Libstdc++: Die C++-Standardbibliothek ist in GCC 3.4 deutlich schneller als bisher. Durch Caching braucht formatierte Ein- und Ausgabe jetzt nur noch ein Drittel der Zeit von Version 3.2. Viele weitere Beschleunigungen in dieser Library erklärt Paolo Carlini in "Performance work in the libstdc++-v3"[6].

CFG-level Loop-Optimierer: Durch das Control-Flow-Graph-Projekt des GCC ist ein neuer Loop-Optimierer hinzugekommen, der auch die Techniken Loop Peeling und Loop Unswitching beherrscht (siehe Kasten "Optimierungstechniken").

Web Construction Pass: Dieser Schritt sollte in beinahe jedem Fall die Verteilung der vom übersetzten Programm verwendeten CPU-Register optimieren. Er ist per Default erst ab der Optimierungsstufe »-O3« eingeschaltet, da er das Debugging des Binärcodes sehr erschweren kann.

Im Laufe der Zeit wurde es immer schwieriger, dem in die Jahre gekommenen YACC-basierten Parser alle Ansi-C++-Features beizubringen, ihn komplett standardkonform weiterzuentwickeln und die Fehlermeldungen lesbar zu gestalten. Daher entschieden sich die GCC-Entwickler dazu, den Parser von Hand (ohne YACC-Hilfe) neu zu programmieren.
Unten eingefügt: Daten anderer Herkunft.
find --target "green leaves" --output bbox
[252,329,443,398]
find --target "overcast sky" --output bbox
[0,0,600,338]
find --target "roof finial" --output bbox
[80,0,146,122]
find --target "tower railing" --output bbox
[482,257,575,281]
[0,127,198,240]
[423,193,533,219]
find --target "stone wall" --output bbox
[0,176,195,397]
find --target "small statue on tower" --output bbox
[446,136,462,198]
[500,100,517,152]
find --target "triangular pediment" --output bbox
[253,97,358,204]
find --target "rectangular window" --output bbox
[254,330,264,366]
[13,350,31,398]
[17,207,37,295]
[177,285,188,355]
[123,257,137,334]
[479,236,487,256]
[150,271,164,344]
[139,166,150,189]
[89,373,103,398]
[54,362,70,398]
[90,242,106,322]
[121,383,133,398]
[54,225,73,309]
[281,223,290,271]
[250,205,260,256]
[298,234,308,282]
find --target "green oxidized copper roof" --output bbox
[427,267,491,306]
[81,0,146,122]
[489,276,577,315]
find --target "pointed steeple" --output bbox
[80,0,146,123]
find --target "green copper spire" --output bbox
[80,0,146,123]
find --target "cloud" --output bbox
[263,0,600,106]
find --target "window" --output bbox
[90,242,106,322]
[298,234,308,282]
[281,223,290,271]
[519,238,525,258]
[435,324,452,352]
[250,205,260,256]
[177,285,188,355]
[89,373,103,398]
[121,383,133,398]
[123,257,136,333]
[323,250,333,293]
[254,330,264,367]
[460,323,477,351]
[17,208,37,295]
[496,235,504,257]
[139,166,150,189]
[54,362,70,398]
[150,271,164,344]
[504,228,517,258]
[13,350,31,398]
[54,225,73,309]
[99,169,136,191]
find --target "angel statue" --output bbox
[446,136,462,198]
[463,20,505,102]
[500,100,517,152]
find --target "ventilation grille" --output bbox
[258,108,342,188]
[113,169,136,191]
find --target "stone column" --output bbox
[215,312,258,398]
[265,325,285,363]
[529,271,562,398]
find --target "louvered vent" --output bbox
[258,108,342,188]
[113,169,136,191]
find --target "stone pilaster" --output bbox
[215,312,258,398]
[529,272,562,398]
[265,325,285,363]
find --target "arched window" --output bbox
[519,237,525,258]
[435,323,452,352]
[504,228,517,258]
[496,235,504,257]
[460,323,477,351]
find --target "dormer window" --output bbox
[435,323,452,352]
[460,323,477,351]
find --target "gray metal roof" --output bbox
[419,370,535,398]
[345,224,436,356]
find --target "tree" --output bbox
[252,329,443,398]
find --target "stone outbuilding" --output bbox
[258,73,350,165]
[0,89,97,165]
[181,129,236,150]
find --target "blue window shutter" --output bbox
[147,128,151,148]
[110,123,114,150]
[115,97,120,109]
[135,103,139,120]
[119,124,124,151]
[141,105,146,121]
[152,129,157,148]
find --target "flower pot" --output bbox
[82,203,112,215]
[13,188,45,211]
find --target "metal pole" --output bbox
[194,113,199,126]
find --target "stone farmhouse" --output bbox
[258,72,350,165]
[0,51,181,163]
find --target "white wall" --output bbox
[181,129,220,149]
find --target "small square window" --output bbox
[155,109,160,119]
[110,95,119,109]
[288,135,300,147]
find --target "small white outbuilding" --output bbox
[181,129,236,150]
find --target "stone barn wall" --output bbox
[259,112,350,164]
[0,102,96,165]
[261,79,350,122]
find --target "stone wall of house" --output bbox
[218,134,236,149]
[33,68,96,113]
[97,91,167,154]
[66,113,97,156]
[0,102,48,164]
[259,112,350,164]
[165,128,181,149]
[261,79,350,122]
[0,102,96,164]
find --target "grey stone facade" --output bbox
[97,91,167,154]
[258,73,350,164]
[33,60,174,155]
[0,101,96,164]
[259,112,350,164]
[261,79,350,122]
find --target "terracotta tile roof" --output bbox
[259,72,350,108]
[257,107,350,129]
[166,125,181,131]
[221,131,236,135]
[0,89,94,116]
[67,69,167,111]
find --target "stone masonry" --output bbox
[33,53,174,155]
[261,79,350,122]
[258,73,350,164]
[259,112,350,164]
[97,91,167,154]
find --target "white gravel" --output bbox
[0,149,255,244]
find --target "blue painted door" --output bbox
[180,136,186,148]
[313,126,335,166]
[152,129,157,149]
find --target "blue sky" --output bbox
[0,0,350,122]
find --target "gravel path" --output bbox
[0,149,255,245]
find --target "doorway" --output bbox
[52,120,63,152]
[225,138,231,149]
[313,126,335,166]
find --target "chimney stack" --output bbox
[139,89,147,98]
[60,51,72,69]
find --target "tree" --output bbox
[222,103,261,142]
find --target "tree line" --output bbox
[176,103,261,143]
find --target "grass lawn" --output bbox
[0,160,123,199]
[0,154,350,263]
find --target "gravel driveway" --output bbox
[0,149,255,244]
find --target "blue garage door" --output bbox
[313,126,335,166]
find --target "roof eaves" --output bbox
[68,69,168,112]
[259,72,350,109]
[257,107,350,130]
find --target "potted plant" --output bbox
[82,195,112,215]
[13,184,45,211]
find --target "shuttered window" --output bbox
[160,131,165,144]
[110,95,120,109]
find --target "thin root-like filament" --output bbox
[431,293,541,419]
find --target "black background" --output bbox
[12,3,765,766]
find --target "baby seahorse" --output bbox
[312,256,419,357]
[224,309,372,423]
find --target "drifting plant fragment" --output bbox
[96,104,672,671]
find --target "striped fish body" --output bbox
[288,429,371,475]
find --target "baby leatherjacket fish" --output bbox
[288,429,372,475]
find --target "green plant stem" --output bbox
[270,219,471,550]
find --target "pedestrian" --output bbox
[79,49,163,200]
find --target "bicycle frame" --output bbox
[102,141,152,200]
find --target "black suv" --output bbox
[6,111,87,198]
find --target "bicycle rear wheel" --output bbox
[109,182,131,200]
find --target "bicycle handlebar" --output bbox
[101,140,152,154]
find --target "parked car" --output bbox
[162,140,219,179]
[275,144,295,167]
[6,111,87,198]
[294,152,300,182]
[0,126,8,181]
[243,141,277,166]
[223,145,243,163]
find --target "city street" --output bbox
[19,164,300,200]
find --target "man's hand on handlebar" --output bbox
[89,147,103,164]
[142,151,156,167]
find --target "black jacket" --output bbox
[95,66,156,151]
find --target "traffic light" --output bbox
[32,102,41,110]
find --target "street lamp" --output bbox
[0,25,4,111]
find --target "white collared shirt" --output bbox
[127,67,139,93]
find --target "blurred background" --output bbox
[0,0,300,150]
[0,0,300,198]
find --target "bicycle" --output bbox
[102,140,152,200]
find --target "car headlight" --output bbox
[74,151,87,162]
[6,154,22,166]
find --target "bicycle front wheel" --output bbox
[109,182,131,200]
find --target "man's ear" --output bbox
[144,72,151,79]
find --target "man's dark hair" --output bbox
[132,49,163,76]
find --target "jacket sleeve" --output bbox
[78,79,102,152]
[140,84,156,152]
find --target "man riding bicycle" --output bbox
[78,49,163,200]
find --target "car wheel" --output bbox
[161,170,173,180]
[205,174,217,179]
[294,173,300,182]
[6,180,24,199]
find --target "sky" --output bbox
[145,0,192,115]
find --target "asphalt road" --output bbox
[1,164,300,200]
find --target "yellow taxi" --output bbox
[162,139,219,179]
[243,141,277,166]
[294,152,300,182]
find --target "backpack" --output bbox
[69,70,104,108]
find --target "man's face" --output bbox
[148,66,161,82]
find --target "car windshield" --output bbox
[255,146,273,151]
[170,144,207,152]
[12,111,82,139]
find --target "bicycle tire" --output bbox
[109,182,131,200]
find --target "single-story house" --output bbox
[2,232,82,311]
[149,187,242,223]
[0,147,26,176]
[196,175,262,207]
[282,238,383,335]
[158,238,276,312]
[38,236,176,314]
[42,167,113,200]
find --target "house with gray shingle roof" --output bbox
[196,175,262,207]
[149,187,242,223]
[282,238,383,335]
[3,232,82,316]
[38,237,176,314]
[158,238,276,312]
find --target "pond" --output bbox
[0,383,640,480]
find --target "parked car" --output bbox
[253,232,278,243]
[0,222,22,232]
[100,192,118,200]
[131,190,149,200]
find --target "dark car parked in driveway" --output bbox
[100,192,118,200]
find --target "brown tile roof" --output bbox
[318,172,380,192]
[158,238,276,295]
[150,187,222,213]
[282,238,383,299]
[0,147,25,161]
Das ABI beschreibt unter anderem auch, wie der Binärcode Funktionsparameter übergibt, Ergebnisse zurückliefert, wie Strukturen im Speicher liegen und wie sie ausgerichtet sind (Alignment). Anders als bei früheren Versionen, bei denen das ABI teils größere Korrekturen erfahren hat, gibt es jetzt in GCC 3.4 zum Glück fast nur kleinere Änderungen bei einigen Plattformen (Mips, Sparc, Alpha). Auf den meistgenutzten Plattformen sind kaum Inkompatibilitäten zu erwarten.

Precompiled Header

Ein probates Mittel gegen langwierige Compiler-Läufe ist nun auch in den GCC eingeflossen: Precompiled Header, PCH. Der Compiler speichert dabei den Inhalt von Headerdateien für C, C++ und Objective-C nach dem Parsen in einer separaten Datei »*.gch«, und zwar in einer internen Binär-Repräsentation. Bei späteren Läufen muss der Compiler nur diese internen GCC-Strukturen laden und nicht erneut alle Header parsen. Das beschleunigt vor allem das Übersetzen großer C++-Projekte stark.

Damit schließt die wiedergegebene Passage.